When developers first start using WebClient, they typically create separate client classes for each downstream service they need to call. Your codebase ends up looking something like this:

@Component
public class UserServiceClient {
    private final WebClient webClient;
    
    public UserServiceClient() {
        this.webClient = WebClient.builder()
            .baseUrl("http://user-service")
            .build();
    }
    
    public User getUser(String id) {
        return webClient.get().uri("/users/" + id).retrieve().bodyToMono(User.class).block();
    }
}

@Component  
public class OrderServiceClient {
    private final WebClient webClient;
    
    public OrderServiceClient() {
        this.webClient = WebClient.builder()
            .baseUrl("http://order-service")
            .build();
    }
    
    public Order getOrder(String id) {
        return webClient.get().uri("/orders/" + id).retrieve().bodyToMono(Order.class).block();
    }
}

See the pattern? Every client creates its own WebClient instance with its own configuration. Now imagine you have ten downstream services. That’s ten places where you’ve duplicated timeout settings, SSL configuration, logging filters, and connection pool settings.

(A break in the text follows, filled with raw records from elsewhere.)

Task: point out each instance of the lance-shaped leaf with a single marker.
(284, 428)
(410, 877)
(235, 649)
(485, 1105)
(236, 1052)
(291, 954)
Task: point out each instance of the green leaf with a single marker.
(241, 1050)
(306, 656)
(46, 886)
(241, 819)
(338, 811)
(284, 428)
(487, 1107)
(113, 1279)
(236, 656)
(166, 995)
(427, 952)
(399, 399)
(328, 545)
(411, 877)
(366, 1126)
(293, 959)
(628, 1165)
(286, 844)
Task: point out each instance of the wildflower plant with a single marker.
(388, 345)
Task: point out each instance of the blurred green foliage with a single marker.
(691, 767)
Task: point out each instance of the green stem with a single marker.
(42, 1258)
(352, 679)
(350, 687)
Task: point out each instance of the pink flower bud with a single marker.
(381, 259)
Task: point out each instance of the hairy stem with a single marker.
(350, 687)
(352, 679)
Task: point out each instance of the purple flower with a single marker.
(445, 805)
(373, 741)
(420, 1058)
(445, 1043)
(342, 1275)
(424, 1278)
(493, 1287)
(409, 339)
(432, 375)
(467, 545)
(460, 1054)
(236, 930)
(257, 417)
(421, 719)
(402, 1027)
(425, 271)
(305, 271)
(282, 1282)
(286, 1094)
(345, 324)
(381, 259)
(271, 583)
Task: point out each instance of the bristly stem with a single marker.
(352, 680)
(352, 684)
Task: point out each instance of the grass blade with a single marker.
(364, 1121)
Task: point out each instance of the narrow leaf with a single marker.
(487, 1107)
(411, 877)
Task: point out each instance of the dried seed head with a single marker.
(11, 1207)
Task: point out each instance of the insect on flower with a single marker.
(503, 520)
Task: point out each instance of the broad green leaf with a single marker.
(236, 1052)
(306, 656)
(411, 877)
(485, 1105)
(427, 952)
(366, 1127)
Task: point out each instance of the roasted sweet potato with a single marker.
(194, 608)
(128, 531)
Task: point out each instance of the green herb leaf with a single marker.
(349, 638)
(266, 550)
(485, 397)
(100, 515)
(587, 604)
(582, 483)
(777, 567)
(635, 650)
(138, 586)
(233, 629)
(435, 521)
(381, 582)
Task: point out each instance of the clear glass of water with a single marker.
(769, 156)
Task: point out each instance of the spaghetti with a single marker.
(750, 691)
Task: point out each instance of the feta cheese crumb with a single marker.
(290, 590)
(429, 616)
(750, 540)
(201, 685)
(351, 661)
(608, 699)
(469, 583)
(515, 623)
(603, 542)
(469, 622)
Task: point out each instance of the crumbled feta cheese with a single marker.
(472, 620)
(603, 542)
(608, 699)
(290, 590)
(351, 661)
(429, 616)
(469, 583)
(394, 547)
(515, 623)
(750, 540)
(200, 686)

When Spring releases a breaking change or you need to add request logging across all clients, you’re updating ten files. This is a maintenance nightmare waiting to happen.

A Unified Approach

The solution is straightforward: create one WebClient bean with all your configurations, and one common client class that handles the actual HTTP operations.

First, you configure WebClient once:

@Configuration
public class WebClientConfig {
    
    @Bean
    public ConnectionProvider connectionProvider() {
        return ConnectionProvider.builder("http-pool")
                .maxConnections(100)
                .pendingAcquireMaxCount(120)
                .pendingAcquireTimeout(Duration.ofMillis(16000))
                .maxIdleTime(Duration.ofMillis(150000))
                .evictInBackground(Duration.ofMillis(30000))
                .build();
    }
    
    @Bean
    public WebClient webClient(WebClient.Builder builder, 
          ConnectionProvider connectionProvider) {

        HttpClient httpClient = HttpClient.create(connectionProvider)
                .responseTimeout(Duration.ofMillis(15000))
                .option(ChannelOption.CONNECT_TIMEOUT_MILLIS, 5000);

        return builder
                .clientConnector(new ReactorClientHttpConnector(httpClient))
                .filter(logRequest())
                .filter(logResponse())
                .build();
    }
}

Then, one common client handles all HTTP operations:

@Component
public class CommonWebClient {
    
    private final WebClient webClient;

    public CommonWebClient(WebClient webClient) {
        this.webClient = webClient;
    }

    public  ResponseEntity postRequest(String baseUrl, String endPoint, 
            HttpHeaders headers, Object requestPayload, Class responseType) {
        T response = webClient.post()
                .uri(baseUrl.concat(endPoint))
                .headers(h -> h.addAll(headers))
                .bodyValue(requestPayload)
                .retrieve()
                .bodyToMono(responseType)
                .block();
        return ResponseEntity.ok(response);
    }

    public  ResponseEntity getRequest(String baseUrl, String endPoint, 
            HttpHeaders headers, Class responseType) {
        T response = webClient.get()
                .uri(baseUrl.concat(endPoint))
                .headers(h -> h.addAll(headers))
                .retrieve()
                .bodyToMono(responseType)
                .block();
        return ResponseEntity.ok(response);
    }

    public  Mono postRequestMono(String baseUrl, String endPoint, 
          HttpHeaders headers, Object requestPayload, Class responseType) {
        return webClient.post()
                .uri(baseUrl.concat(endPoint))
                .headers(h -> h.addAll(headers))
                .bodyValue(requestPayload)
                .retrieve()
                .bodyToMono(responseType);
    }
}

Now any service can simply inject CommonWebClient and make HTTP calls without worrying about configuration details.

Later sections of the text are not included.